Viv suggested that I start a petition to Parliament and gave me the link. I had signed many of these petitions in the past (not impressed by the responses) but never started one, so I decided to go ahead. Then it occurred to me that, surely, a petition on this topic must already exist. Having tried a few key words in the Search facility on the site and finding nothing, I began the process of submitting a petition. As soon as I entered my topic, the site informed me that there were NO OTHER PETITIONS of this nature. I was surprised, but carried on.
The process tests your patience a little, by rejecting initial attempts to produce a title, an explanation and follow-up details, but by dint of reducing the number of words and rearranging the points, my petition was finally accepted. The title was as follows: “End the prosecution of soldiers for causing deaths in armed conflicts”. Next, I had to wait for an email link to click and was informed that I needed five signatories to support my petition. OK, no problem, I circulated our Branch and got ten signatories. Another email informed me that, “We’re checking your petition to make sure it meets the petition standards. If it does, we’ll publish it. This usually takes a week or less.”

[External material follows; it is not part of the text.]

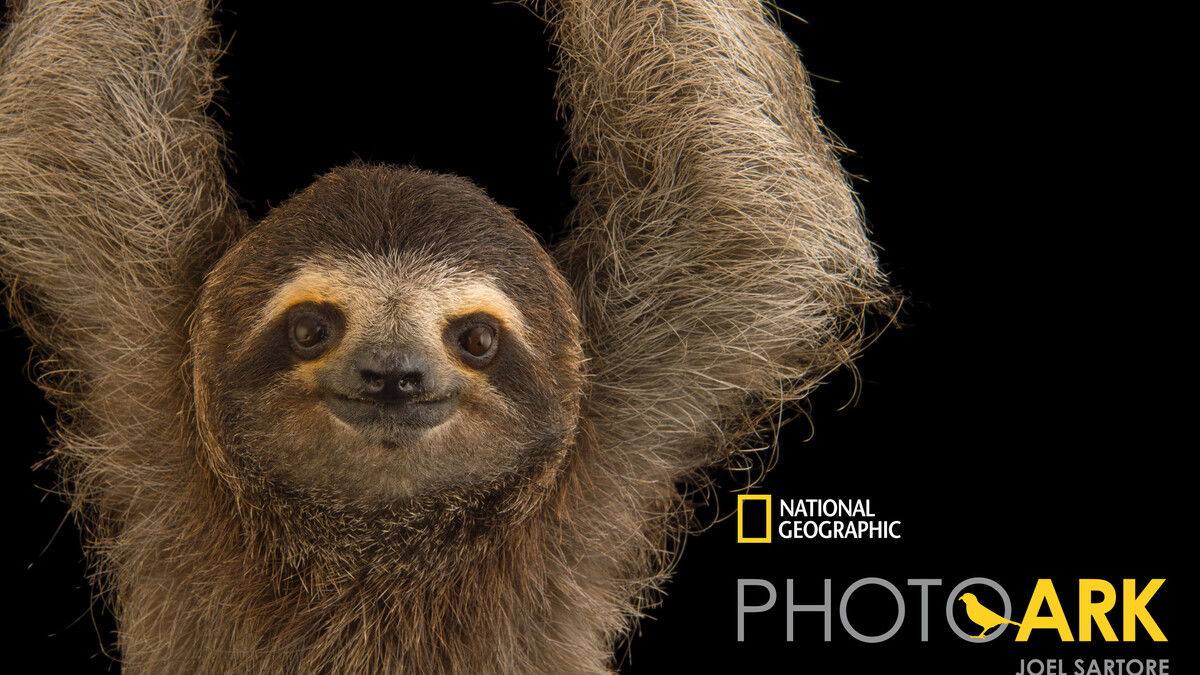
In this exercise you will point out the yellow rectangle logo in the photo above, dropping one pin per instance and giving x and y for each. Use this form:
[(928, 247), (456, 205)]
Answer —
[(742, 537)]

The very next day I received this: “We rejected the petition you created. There’s already a petition about this issue. [?!] We cannot accept a new petition when we already have one about a very similar issue.” And they added a link for that existing petition, the one they had previously denied existed. Here it is, it’s entitled “British servicemen and women to have legal immunity from prosecution.”
I signed it, naturally, but I doubt it will make much more progress than it already has achieved. At time of writing there are 11,497 signatories, which means it reached the 10,000 required for a response from the government. It cannot be debated in Parliament until it attracts 100,000 signatures, but considering that the deadline is the 17th February 2017, it is hardly likely. Besides, when you read the lengthy response from the Ministry of Defence, which boils down to “Things are just fine as they are”, you get the feeling that a Parliamentary debate would be a waste of time. There’s a map you can click on to see how many people voted for that petition in your town, and I was ashamed to see how few there were in mine.

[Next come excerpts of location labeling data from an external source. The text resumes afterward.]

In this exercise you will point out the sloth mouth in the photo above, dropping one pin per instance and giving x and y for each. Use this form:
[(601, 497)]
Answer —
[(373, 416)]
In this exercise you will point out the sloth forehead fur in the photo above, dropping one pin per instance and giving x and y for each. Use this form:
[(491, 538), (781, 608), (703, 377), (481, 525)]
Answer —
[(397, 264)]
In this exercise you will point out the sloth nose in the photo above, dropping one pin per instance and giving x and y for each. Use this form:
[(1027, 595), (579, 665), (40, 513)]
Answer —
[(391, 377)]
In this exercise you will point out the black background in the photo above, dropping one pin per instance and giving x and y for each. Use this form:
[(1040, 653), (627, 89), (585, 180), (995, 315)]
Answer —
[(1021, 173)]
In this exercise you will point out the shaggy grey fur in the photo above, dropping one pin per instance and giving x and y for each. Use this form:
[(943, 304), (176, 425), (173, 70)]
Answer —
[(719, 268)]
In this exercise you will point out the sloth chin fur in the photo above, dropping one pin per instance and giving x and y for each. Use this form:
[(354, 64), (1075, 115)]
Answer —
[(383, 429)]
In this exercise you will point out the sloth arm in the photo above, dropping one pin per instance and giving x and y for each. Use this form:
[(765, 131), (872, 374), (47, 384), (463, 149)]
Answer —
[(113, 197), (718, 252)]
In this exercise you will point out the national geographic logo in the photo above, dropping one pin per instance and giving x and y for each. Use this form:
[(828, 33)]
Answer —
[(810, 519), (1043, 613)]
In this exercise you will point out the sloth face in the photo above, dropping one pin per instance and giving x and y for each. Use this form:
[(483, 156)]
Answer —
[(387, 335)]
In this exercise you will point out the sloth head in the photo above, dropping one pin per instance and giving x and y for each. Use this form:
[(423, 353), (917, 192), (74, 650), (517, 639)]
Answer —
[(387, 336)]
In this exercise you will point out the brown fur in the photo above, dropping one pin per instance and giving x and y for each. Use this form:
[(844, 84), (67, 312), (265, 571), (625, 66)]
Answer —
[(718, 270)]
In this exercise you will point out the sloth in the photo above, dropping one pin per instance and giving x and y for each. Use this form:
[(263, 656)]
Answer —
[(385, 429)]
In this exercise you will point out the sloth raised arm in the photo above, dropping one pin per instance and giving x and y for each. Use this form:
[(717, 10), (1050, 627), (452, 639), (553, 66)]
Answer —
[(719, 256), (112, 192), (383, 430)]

I suspect that my petition would have been rejected even if there had not already been one (as they belatedly discovered). Why? Because mine had a different slant to it that raised the political and philosophical question of culpability for deaths in armed conflicts. The following is the meat of my argument, expanded from the meagre word limit imposed on the ‘Explanation’ and ‘More details ‘ sections of the proposed but rejected petition.
No one but politicians who send our armed forces into wars are responsible for the deaths that occur.

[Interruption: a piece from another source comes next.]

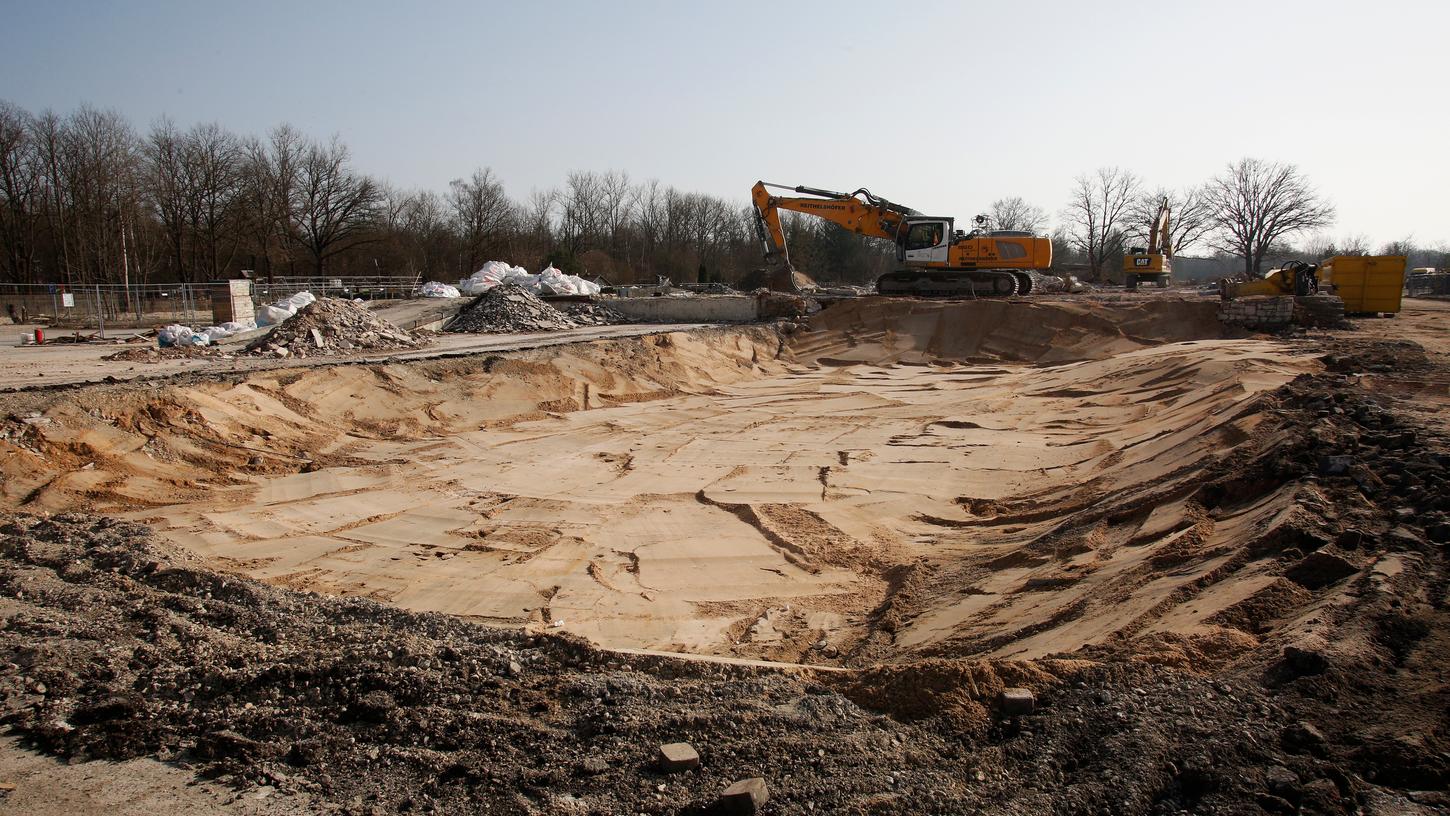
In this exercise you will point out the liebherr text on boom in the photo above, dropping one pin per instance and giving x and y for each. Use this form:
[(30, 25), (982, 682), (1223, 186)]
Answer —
[(934, 258)]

Think of Tony Blair, unpunished for the lies he told in the run up to the Iraq war, the dodgy documents he produced, his manipulation of Parliament, and his ‘no guts, no glory’ determination to join the Americans, however questionable the intelligence about Iraq’s ‘WMD’. The blood of every British soldier and the civilians they killed in that conflict is on his hands alone, yet he has never been prosecuted for one death. Instead, soldiers are scapegoated and persecuted by the law, hounded by immoral compo-seeking lawyers on behalf of dubious claimants. It’s outrageous, and dangerously demoralising for our armed personnel, whom we need more than ever to defend our country in a world that becomes more chaotic by the day.
I don’t think that a government site would really appreciate the idea of politicians and their lackeys being held responsible for all deaths in overseas wars to which they sent our soldiers. Do you?